Each level lives in the next.

This prevents self-referential definitions such as "the type of all types that do not contain themselves".

## `Prop` vs `Type`

`Prop` is the universe of logical propositions.

```lean
#check True
#check False
#check 1 = 1
```

Output:

```text
True : Prop
False : Prop
1 = 1 : Prop
```

Key differences:

| Feature         | `Prop`             | `Type`               |
| --------------- | ------------------ | -------------------- |
| Purpose         | logical statements | data and computation |
| Computation     | erased             | retained             |
| Proof relevance | irrelevant         | relevant             |

Proofs in `Prop` are not used for computation. Lean treats them as logically meaningful but computationally irrelevant.

Example:

```lean
def f (n : Nat) (h : n = n) : Nat :=
  n
```

The argument `h` is ignored at runtime.

## Functions Between Types

A function type:

```lean
Nat -> Nat
```

means a function from `Nat` to `Nat`.

More generally:

```lean
α -> β
```

where `α` and `β` are types.

Dependent functions allow the result type to depend on the input:

```lean
(x : Nat) -> Fin (x + 1)
```

This expresses that the result type varies with `x`.

## Polymorphism

Lean supports polymorphic definitions using type parameters.

```lean
def identity (α : Type) (x : α) : α :=
  x
```

Check:

```lean
#check identity
```

Result:

```text
identity : (α : Type) -> α -> α
```

This function works for any type `α`.

Using implicit arguments:

```lean
def identity' {α : Type} (x : α) : α :=
  x
```

Now Lean infers `α`:

```lean
#check identity' 5
#check identity' true
```

## Universe Polymorphism

A more general definition works across universe levels:

```lean
universe u

def id_univ {α : Type u} (x : α) : α :=
  x
```

Here:

* `u` is a universe variable
* `α` may live in any universe

Check:

```lean
#check id_univ
```

Result:

```text
id_univ : {α : Type u} -> α -> α
```

Without universe polymorphism, definitions would be restricted to `Type 0`.
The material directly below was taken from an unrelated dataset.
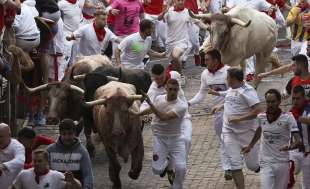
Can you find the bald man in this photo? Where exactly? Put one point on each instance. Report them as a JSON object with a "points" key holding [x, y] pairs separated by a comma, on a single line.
{"points": [[12, 157]]}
## Example: Polymorphic Container

```lean
universe u

structure Box (α : Type u) where
  val : α
```

Check:

```lean
#check Box
```

Result:

```text
Box : Type u -> Type u
```

This works uniformly for any universe level.

## Dependent Types

Dependent types allow types to depend on values.

```lean
def vector (α : Type) (n : Nat) := Fin n -> α
```

Here the type depends on `n`.

Example usage:

```lean
#check vector Nat 3
```

Result:

```text
vector Nat 3 : Type
```

Dependent types are central to encoding precise specifications.

## Implicit Universe Inference

Lean usually infers universe levels automatically.

```lean
def const {α β : Type} (x : α) (y : β) : α :=
  x
```

Lean assigns universe variables behind the scenes.
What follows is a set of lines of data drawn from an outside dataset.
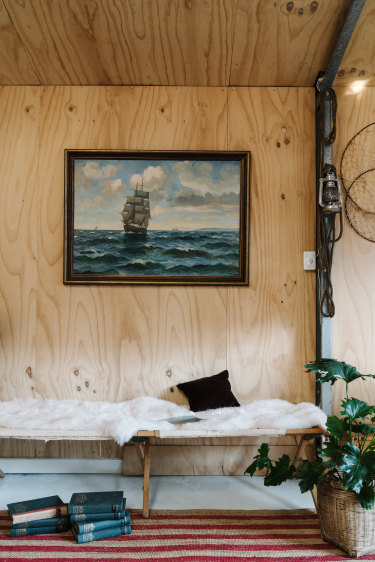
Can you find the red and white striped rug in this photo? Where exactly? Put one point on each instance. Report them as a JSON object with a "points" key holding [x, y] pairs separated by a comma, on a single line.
{"points": [[187, 536]]}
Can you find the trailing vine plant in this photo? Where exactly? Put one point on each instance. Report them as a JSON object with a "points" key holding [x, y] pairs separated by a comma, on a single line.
{"points": [[348, 450]]}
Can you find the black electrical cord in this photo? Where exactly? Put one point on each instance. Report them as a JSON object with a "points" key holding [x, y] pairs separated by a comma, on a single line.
{"points": [[327, 226]]}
Only introduce explicit universes when needed.

## Common Pitfalls

If Lean reports a universe mismatch, the types live in incompatible universe levels.

If a definition works for `Nat` but not for general types, it may be missing polymorphism.

If implicit arguments fail, the universe parameter may need to be explicit.

If types become too large, inspect their universe levels with `#check`.

## Minimal Working Example

```lean
universe u

def pair {α : Type u} (x y : α) : α × α :=
  (x, y)

#check pair 3 4
```

Expected:

```text
pair 3 4 : Nat × Nat
```

## Takeaway

Types in Lean are organized into a hierarchy of universes. `Type` classifies data, `Prop` classifies logical statements, and universe levels prevent inconsistencies. Polymorphism and dependent types allow definitions to work uniformly across many structures. Understanding this system is necessary for writing general, reusable, and correct Lean code.